More accurate computation needs to remove the size of the file head, but it is a small difference. Note that, pydub calls ffprobe -show_format -show_streams FILENAME to get the bitrate https://ffmpeg.org/ffprobe.html. The value returned by pydub is affected by the file head. You can also use ffprobe directly to read the information

ffprobe -hide_banner -show_format -show_streams LA_T_1029929.wav
Input #0, wav, from 'LA_T_1029929.wav':
  Duration: 00:00:02.85, bitrate: 256 kb/s
  Stream #0:0: Audio: pcm_s16le ([1][0][0][0] / 0x0001), 16000 Hz, 1 channels, s16, 256 kb/s
[STREAM]
index=0
codec_name=pcm_s16le
codec_long_name=PCM signed 16-bit little-endian
profile=unknown
codec_type=audio
codec_tag_string=[1][0][0][0]
codec_tag=0x0001
sample_fmt=s16
sample_rate=16000
channels=1
bits_per_sample=16
...
duration_ts=45620
duration=2.851250
bit_rate=256000
...

Anyway, I think above all is all about the definition of bitrate. The original 16bit PCM WAV audio files should have the same bitrate.
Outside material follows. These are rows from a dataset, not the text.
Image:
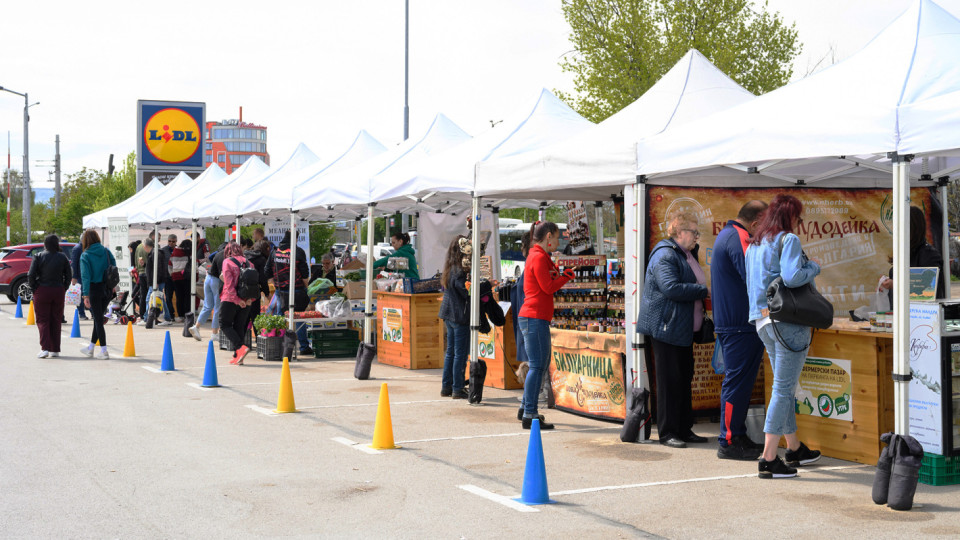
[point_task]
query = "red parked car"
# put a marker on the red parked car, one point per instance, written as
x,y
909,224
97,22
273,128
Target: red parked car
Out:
x,y
14,265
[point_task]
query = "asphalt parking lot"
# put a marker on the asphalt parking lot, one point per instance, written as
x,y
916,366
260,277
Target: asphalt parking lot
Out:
x,y
107,448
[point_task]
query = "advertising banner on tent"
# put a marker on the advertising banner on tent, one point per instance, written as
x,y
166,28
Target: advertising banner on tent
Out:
x,y
825,389
578,229
587,373
119,238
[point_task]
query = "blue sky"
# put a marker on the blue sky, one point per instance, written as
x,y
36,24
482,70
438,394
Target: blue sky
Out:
x,y
313,72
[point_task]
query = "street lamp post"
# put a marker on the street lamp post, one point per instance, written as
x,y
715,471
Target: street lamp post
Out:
x,y
27,199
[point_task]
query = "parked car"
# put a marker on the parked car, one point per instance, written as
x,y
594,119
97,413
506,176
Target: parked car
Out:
x,y
14,265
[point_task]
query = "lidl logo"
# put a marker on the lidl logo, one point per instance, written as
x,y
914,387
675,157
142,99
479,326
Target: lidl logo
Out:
x,y
171,135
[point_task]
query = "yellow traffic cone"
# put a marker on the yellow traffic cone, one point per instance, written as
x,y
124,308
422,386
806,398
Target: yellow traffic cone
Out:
x,y
383,429
129,350
285,398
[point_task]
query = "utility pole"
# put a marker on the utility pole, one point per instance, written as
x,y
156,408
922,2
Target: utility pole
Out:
x,y
56,186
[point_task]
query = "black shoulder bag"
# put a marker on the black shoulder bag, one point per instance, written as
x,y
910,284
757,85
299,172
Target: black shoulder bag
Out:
x,y
803,305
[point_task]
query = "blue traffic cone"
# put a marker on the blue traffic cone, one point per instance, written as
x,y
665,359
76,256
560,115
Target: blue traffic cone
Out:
x,y
166,361
75,332
535,473
210,371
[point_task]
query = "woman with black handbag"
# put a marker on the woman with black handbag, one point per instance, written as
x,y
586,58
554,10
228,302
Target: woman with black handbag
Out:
x,y
672,314
776,253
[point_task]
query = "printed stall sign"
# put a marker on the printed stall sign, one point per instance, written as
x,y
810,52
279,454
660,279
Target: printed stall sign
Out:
x,y
849,230
578,230
587,373
926,387
393,325
825,389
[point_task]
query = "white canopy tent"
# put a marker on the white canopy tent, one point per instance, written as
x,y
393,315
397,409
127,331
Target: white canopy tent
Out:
x,y
585,166
898,96
99,219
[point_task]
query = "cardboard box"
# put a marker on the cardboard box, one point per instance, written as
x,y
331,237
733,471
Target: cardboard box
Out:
x,y
356,290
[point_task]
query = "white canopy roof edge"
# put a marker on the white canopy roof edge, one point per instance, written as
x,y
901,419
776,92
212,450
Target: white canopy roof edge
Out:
x,y
146,211
453,171
346,193
585,166
180,208
99,219
278,192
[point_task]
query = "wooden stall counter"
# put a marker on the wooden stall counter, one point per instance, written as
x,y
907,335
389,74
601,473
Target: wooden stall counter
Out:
x,y
845,395
410,334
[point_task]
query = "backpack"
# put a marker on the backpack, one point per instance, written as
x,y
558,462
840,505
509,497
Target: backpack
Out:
x,y
248,282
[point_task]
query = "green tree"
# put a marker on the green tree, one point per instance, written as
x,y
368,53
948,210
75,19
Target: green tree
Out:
x,y
623,47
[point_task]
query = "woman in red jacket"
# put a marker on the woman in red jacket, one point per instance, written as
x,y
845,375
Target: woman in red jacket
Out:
x,y
541,279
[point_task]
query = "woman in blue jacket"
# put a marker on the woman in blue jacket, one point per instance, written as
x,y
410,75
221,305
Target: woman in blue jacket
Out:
x,y
776,251
93,263
671,310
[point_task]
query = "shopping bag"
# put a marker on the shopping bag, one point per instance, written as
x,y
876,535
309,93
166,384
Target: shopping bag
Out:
x,y
72,298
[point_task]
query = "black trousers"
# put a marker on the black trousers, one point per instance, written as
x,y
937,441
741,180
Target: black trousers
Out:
x,y
674,367
98,308
233,322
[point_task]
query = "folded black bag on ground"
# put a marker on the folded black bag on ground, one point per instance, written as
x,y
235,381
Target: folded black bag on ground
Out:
x,y
478,374
365,355
188,320
638,416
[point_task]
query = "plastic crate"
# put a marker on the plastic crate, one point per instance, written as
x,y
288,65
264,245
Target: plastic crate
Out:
x,y
225,343
936,470
417,286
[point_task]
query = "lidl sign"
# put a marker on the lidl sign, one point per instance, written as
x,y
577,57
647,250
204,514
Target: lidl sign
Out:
x,y
170,134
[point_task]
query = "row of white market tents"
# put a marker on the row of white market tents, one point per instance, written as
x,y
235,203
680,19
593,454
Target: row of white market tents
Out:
x,y
899,95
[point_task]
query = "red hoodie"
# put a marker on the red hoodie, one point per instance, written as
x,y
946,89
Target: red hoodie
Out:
x,y
541,278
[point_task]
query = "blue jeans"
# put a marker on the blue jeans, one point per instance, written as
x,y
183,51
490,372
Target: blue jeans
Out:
x,y
536,341
786,364
455,357
211,302
167,316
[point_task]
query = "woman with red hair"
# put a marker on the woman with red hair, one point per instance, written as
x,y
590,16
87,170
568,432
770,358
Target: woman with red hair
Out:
x,y
776,251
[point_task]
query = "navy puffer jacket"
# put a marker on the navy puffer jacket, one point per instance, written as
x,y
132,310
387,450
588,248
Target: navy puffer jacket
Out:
x,y
669,291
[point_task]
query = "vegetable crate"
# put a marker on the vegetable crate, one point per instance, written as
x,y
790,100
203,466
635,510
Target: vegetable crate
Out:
x,y
225,343
936,470
338,343
417,286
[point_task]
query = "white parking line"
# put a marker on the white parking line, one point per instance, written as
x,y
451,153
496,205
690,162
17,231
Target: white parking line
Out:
x,y
499,499
512,434
356,446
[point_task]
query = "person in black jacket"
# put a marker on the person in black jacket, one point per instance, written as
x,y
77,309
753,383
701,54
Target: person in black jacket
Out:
x,y
163,276
922,254
75,267
455,312
49,276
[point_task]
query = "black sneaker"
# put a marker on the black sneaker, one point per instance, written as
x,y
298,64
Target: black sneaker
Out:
x,y
739,452
527,422
775,469
802,456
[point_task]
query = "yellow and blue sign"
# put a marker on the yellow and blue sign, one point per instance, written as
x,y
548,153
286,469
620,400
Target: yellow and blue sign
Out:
x,y
170,134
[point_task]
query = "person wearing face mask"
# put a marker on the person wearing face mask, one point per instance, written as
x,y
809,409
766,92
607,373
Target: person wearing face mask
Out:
x,y
542,278
671,310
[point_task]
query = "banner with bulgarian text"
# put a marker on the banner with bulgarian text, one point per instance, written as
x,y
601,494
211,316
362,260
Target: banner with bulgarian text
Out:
x,y
587,373
848,230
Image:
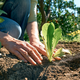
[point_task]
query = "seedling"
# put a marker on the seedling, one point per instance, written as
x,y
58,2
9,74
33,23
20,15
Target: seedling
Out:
x,y
2,12
1,20
50,37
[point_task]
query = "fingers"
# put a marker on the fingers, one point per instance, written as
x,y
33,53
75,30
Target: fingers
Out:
x,y
16,53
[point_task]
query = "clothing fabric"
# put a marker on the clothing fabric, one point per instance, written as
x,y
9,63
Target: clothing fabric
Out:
x,y
33,16
19,13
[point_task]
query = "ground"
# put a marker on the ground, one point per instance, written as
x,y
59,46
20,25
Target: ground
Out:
x,y
67,69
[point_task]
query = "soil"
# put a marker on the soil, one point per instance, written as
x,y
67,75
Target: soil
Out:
x,y
68,68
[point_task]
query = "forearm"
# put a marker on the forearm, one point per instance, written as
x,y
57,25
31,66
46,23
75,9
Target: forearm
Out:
x,y
32,30
2,36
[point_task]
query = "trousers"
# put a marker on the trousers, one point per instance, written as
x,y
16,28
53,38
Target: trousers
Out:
x,y
15,21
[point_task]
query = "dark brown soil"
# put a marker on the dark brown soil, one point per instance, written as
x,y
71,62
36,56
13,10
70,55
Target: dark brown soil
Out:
x,y
67,69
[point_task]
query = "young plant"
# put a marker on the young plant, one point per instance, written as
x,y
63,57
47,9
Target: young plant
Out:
x,y
50,37
2,12
1,20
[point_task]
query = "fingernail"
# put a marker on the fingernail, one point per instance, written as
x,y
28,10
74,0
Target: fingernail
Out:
x,y
40,62
41,58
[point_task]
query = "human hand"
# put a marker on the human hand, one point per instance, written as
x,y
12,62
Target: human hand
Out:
x,y
23,50
41,48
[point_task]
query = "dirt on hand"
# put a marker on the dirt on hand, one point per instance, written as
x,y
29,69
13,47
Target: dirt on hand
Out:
x,y
11,68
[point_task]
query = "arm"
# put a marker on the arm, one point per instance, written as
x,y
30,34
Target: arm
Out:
x,y
23,50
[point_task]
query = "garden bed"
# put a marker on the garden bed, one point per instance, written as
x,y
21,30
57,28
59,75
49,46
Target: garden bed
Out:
x,y
67,69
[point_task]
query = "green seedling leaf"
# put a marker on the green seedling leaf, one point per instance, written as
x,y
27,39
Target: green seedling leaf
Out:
x,y
1,20
0,45
56,37
2,12
58,53
50,32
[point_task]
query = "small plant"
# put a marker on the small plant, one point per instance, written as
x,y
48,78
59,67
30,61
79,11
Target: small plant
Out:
x,y
2,12
50,37
1,20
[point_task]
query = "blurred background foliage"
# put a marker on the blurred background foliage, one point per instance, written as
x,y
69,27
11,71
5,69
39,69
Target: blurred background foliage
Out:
x,y
62,14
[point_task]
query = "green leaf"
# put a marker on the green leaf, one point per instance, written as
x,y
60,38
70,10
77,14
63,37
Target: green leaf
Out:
x,y
44,31
0,45
56,37
1,20
50,37
50,32
2,12
47,32
58,53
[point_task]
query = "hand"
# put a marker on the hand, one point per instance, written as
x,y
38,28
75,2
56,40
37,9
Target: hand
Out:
x,y
41,48
23,50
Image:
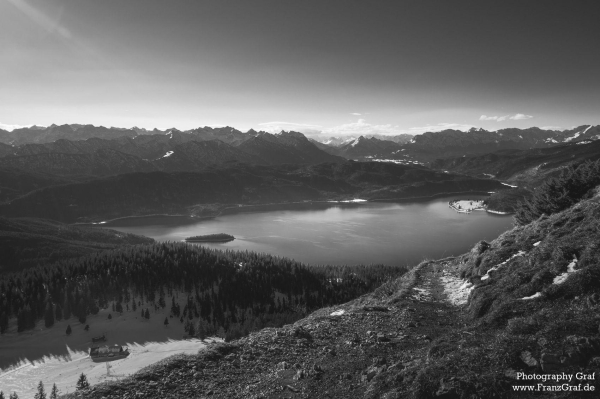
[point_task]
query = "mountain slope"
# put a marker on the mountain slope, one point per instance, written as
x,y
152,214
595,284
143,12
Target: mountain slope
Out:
x,y
529,309
28,242
213,189
16,182
36,134
429,146
364,147
522,167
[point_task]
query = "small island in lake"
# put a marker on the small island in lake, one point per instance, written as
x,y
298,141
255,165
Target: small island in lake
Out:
x,y
211,238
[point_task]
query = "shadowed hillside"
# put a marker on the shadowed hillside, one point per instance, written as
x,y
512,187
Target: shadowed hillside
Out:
x,y
184,192
28,242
The difference in terms of "bitrate" in FLAC is caused by compression, and the degree of compression is further decided by the data itself.
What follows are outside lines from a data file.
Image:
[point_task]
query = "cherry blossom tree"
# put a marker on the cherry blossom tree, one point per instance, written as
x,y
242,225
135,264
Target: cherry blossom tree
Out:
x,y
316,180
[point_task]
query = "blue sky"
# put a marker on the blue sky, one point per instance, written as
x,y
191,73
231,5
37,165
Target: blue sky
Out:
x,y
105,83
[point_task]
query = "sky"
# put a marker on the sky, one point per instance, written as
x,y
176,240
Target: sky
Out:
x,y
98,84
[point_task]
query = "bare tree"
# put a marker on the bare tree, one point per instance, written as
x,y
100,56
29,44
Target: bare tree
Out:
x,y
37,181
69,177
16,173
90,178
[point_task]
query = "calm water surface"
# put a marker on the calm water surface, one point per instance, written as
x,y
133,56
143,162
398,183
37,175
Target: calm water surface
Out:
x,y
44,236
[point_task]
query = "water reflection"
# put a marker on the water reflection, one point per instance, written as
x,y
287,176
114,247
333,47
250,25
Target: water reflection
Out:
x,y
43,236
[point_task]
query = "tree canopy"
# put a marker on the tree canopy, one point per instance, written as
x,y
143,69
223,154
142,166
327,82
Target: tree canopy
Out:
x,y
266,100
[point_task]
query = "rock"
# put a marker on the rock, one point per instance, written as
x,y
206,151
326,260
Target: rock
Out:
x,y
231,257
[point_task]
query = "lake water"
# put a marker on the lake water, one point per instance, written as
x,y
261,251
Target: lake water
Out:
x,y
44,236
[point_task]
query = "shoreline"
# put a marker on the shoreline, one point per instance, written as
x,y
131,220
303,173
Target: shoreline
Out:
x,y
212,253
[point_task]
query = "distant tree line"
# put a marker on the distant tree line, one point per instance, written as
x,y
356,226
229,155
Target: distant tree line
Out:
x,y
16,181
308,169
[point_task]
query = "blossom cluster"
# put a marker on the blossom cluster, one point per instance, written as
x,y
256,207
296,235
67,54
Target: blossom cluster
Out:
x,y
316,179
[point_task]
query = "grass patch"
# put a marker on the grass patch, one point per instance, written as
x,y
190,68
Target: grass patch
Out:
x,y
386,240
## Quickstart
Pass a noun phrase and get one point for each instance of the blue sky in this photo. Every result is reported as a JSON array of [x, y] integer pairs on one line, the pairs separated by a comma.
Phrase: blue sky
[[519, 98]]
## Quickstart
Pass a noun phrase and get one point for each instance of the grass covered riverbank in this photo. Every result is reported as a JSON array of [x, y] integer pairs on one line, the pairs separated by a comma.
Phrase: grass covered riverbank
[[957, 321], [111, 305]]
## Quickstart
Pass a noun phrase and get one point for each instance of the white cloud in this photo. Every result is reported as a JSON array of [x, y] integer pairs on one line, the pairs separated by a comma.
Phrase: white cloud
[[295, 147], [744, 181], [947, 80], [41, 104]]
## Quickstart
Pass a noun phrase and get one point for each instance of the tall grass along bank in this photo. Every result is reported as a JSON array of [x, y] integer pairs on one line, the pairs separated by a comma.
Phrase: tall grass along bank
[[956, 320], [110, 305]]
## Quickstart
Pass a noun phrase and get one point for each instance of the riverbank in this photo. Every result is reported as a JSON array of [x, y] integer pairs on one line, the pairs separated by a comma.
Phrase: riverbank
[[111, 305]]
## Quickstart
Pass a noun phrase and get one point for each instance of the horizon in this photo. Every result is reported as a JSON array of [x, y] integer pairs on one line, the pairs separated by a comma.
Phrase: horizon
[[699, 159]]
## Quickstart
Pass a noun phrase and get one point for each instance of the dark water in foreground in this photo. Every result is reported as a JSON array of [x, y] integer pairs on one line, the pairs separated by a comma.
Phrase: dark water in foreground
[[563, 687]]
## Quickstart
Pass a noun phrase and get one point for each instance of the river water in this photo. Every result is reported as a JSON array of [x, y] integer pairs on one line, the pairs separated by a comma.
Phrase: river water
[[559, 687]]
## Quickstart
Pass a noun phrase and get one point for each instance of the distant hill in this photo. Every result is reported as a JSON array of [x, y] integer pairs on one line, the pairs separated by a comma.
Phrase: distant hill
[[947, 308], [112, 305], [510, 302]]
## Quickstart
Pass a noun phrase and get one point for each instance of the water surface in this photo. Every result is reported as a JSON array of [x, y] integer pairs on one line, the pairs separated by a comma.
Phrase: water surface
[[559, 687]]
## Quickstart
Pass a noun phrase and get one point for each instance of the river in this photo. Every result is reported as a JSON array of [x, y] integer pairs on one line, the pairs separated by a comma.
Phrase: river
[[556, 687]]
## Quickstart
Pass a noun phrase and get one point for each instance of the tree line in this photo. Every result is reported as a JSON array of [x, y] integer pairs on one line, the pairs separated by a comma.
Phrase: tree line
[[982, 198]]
TonyWangX commented 2 years ago

Here is a trial analysis on one file LA_T_1029929.flac.

I take its first 1s and saved it as LA_T_1029929_s1.wav and LA_T_1029929_s1.flac. This file is mainly silence region at the beginning.

Then I take the second 2s segment and saved it as LA_T_1029929_s2.wav and LA_T_1029929_s2.flac. This file is mainly speech sounds.
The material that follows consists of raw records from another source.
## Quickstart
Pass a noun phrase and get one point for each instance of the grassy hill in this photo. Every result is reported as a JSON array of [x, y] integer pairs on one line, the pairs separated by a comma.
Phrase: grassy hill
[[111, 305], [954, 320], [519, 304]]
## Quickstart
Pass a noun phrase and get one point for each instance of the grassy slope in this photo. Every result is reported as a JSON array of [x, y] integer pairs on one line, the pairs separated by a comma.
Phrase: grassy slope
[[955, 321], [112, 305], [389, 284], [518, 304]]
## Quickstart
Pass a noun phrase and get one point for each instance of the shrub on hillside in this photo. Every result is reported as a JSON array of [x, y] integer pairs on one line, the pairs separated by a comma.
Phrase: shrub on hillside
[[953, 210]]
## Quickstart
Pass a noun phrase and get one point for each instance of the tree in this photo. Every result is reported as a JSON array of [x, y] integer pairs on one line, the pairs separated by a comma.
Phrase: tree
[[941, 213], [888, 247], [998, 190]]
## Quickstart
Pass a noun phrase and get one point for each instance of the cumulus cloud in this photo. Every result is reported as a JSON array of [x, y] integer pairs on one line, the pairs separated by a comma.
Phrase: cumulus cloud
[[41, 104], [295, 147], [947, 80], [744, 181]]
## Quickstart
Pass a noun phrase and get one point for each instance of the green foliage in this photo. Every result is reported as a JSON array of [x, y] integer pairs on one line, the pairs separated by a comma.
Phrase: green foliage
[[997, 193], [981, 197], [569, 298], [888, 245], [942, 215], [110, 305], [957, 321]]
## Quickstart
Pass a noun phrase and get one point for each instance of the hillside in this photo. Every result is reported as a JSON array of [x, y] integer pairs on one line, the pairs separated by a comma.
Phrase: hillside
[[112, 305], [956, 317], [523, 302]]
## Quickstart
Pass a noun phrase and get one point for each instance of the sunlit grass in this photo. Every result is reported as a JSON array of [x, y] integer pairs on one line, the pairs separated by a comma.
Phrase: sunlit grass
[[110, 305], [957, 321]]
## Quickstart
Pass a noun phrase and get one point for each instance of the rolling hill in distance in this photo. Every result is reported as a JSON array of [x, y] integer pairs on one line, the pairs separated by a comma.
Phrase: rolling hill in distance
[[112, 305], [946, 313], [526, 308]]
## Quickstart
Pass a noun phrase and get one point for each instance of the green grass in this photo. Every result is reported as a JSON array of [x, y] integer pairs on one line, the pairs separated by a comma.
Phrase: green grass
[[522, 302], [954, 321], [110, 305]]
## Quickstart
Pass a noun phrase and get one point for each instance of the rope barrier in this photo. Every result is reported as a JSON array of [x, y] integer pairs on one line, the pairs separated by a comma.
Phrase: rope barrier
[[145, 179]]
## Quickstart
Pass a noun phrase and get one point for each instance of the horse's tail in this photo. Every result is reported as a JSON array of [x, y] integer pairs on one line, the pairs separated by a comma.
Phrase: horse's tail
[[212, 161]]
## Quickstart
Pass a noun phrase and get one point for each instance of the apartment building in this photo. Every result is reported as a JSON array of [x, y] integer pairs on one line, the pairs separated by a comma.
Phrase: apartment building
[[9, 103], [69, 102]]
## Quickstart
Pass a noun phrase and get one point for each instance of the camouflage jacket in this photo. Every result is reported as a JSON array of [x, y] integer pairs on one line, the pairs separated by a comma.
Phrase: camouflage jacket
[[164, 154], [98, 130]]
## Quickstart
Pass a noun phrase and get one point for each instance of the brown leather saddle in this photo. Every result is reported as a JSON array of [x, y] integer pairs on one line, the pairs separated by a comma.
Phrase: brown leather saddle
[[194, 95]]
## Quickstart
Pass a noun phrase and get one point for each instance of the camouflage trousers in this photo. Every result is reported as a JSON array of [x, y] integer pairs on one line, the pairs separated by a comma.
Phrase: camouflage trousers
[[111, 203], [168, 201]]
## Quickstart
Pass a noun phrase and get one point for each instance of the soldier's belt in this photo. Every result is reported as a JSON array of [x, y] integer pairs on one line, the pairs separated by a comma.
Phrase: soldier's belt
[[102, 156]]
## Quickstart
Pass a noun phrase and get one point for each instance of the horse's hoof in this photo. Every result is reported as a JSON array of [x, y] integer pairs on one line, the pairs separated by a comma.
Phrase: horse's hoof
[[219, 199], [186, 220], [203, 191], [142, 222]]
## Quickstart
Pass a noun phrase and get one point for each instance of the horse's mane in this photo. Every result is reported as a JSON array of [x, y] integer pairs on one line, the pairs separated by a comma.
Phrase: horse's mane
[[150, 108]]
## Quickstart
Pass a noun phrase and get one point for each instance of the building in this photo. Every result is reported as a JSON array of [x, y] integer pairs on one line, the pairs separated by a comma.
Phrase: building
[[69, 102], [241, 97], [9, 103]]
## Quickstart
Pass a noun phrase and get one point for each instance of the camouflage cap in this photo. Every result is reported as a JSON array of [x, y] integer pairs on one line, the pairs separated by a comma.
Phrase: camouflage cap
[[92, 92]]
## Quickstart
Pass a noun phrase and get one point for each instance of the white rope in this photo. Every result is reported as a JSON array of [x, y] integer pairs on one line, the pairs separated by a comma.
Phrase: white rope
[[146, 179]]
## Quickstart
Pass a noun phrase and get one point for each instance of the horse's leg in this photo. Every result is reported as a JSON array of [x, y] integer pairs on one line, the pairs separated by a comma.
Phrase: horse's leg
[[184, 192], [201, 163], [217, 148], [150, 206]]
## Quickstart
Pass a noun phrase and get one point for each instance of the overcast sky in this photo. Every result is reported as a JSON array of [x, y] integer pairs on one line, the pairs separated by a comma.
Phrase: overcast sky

Here are the bitrate from soxi

$ soxi LA_T_1029929_s1.flac 
...
Bit Rate       : 78.7k
...

$ soxi LA_T_1029929_s2.flac 
...
Bit Rate       : 177k
...

$: soxi LA_T_1029929_s1.wav
...
Bit Rate       : 256k
...

$ soxi LA_T_1029929_s2.wav
...
Bit Rate       : 256k
...

See how the s1.flac has a lower bitrate. LA_T_1029929_files.zip

For your analysis, you can trim the silence from all the audio files and plot the distribution of "bit rate" of FLAC audios. I guess the distribution should more or less overlap.

However, if there is difference, I am ready to give a complementary explanation. I will be very honored to hear what you will get in the near future!

Helias commented 2 years ago

Thanks a lot! I think that I will publish all my analysis on this webpage https://unict-fake-audio.github.io/ASVspoof2019-feature-webview/dataset-webview/

For convert FLAC to WAV I use pydub.AudioSegment and the related functions from_file() and export().